Rio bertanya kepada Celia sambil terus mengawasi Charles.
「U-Uhn. …………. . Ini tentang dia, tapi …………… 」
Dia mengacu pada Aisia tetapi Celia tidak bisa mengatakan nama itu di depan Charles. Dia melihat punggung Rio dari balik tudungnya dengan wajah yang tidak sabar.
"………… Tidak masalah . Dia seharusnya berada di sekitar area ini. 」
Rio berbalik dan menatap Celia sejenak dan tersenyum dengan tenang padanya. Meskipun garis pandangnya melewati Christina yang berdiri di sisinya, matanya langsung menatap Charles. t. Dan kemudian, saat dia menarik pedang Alfred――,
「GAH! ? …………. . Urgh 」
Rio menyita pakaian Charles dan menjatuhkannya dengan kaki membuatnya jatuh. Rio kemudian mengambil sepasang borgol lain dan mengikat Charles.
"Apa anda mau ikut dengan saya? 」
「U-Uhm」
Meskipun Celia menatap punggung Rio saat dia melakukan pekerjaannya dengan wajah bosan, dia langsung mengangguk dengan wajah cerah ketika dia bertanya padanya. Sambil menatap Charles yang terbaring di tanah dalam keadaan menyedihkan, ia mulai mengikuti Rio dengan gaya berjalan yang kaku.

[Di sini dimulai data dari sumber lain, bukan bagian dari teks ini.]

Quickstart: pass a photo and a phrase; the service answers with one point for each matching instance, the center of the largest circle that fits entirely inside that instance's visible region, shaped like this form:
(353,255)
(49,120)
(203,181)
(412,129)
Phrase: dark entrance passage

「Kamu akan membentuk formasi bersama dengan para ksatria lainnya」
「…… mengerti. 」
Ksatria yang diperintahkan oleh Rio berjalan dengan takut-takut ketika dia mengumpulkan senjata. Dan kemudian para ksatria yang lain kecuali Alfred dan Charles berkumpul di satu tempat.
「Yosh. Kemudian, tolong lebih dekat dari itu. Hanya sampai Anda akan saling menyentuh. ,,,,,,,,,,,,, Bagus, tetap seperti itu. …………. . Bisakah saya tunggu sebentar, Cecilia? 」
Setelah memastikan bahwa para ksatria itu cukup dekat, hampir saling menyentuh punggung, Rio memanggil Celia dengan suara kecil.
「Uhm, ada apa? 」
「Silakan memenjarakan para ksatria itu dengan sihir tanah. Saya tidak keberatan dengan ukurannya asalkan cukup kuat untuk menyimpannya. Dan kemudian, tolong buat ventilasi di langit-langit cukup agar mereka tidak kabur dan hidup. 」
「……………. Dimengerti. Serahkan padaku"
Celia mengangguk ketika dia mendengar permintaan Rio. Mungkin karena dia sudah tenang, dia memiliki ekspresi tegas di wajahnya.
"Terima kasih banyak . 」
「Aku yang seharusnya mengatakan itu. Terima kasih telah menyelamatkan kami sekarang.